# Captain Cook Bridge Dismount



## Pict (Feb 26, 2012)

Hi Fellas..

Picked up a 10ft Wilson Blackfish rod and Alvey Blackfish Special today 

When I was a younger bloke, the grandfather and myself used to moor and dismount a certain Captain Cook Bridge pylon and spend a few hours absolutely slaughtering the blackfish. We would easily pull in our bag limit each session.

A few years have passed, but now that I bought a 10ft rod and had a good think about it.. I cant help but think I may have a problem landing fish in a kayak with a rod so huge...

Could I paddle out to the pylon and dismount? I've heard this is no longer allowed? Do people still do it?

Cheers guys.


----------



## kayakone (Dec 7, 2010)

Careful.

Since some friggin' idiot on this forum (shall remain unnamed for the moment), climbed a building in SE Qld years ago, it has been illegal to attach yourself to or climb, abseil from, any public or private structure.

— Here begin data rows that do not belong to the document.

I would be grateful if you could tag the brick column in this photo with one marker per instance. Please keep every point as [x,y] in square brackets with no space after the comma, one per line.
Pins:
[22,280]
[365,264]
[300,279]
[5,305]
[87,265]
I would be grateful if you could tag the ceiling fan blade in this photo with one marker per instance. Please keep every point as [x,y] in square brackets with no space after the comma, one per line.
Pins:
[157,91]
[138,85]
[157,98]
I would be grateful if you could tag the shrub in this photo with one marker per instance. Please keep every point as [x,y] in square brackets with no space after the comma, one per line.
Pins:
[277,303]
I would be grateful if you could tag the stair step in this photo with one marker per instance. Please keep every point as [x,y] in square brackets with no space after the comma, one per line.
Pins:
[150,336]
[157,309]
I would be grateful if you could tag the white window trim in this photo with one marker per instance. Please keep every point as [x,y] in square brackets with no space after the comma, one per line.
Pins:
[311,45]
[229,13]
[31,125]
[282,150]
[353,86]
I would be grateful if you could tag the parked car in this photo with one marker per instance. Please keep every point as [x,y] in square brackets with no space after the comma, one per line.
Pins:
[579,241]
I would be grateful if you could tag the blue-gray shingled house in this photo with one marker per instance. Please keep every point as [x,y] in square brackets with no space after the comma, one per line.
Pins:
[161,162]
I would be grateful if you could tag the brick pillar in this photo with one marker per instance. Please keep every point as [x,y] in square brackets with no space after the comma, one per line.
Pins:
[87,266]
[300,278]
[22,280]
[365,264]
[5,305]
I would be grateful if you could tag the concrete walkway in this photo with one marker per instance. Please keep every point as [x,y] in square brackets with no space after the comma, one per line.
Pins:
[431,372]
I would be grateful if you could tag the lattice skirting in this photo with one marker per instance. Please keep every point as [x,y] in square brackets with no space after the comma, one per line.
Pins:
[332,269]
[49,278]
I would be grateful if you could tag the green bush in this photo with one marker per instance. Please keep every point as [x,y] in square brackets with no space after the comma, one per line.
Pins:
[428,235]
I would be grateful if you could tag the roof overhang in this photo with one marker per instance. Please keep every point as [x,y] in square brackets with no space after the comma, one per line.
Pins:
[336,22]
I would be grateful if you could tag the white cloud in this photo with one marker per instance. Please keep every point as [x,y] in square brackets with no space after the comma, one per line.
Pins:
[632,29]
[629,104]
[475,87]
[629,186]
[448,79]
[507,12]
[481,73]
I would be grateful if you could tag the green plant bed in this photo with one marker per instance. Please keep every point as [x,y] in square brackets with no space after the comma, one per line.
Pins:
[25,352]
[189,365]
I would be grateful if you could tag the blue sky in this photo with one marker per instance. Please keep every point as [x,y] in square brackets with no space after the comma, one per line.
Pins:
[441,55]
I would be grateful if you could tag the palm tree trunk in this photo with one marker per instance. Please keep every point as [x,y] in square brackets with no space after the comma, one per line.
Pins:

The government wants to take all the fun outta life.

Trevor


----------



## Musty (Oct 12, 2010)

People do it all the time, and yes there's still black fish there. Although for what its worth there are just as reliable if not better spots which don't have the risk that your thinking about taking. On a really high tide you would be pretty close to the top of the pylon base so it wouldn't be too hard to get off or on, but as the tide drops its only going to be harder. If you want to do something like that practice up against a pontoon or wharf first, its not as easy as it might seem. I remember having all sorts of dramas when i first attempted such a thing.
Keep in mind all the boat wash and the strong current you will have to contend with at those bridge pylons.

Musty


----------



## Pict (Feb 26, 2012)

Thanks guys.

Yeah, Musty, it was always hairy getting on and off our little tinny at low tide!

Where else do you think i should be looking around the same kind of region for blackies?


----------



## Musty (Oct 12, 2010)

Pict said:


> Thanks guys.
> 
> Yeah, Musty, it was always hairy getting on and off our little tinny at low tide!
> 
> Where else do you think i should be looking around the same kind of region for blackies?


Fish that warf beside the whale watching doohickey.
BIG BLACKIES THERE!
Bald Face Point is good also.

*For blackies on the Georges just remember one rule... "No run, no fun".. So make sure there is a good flow of current

Musty


----------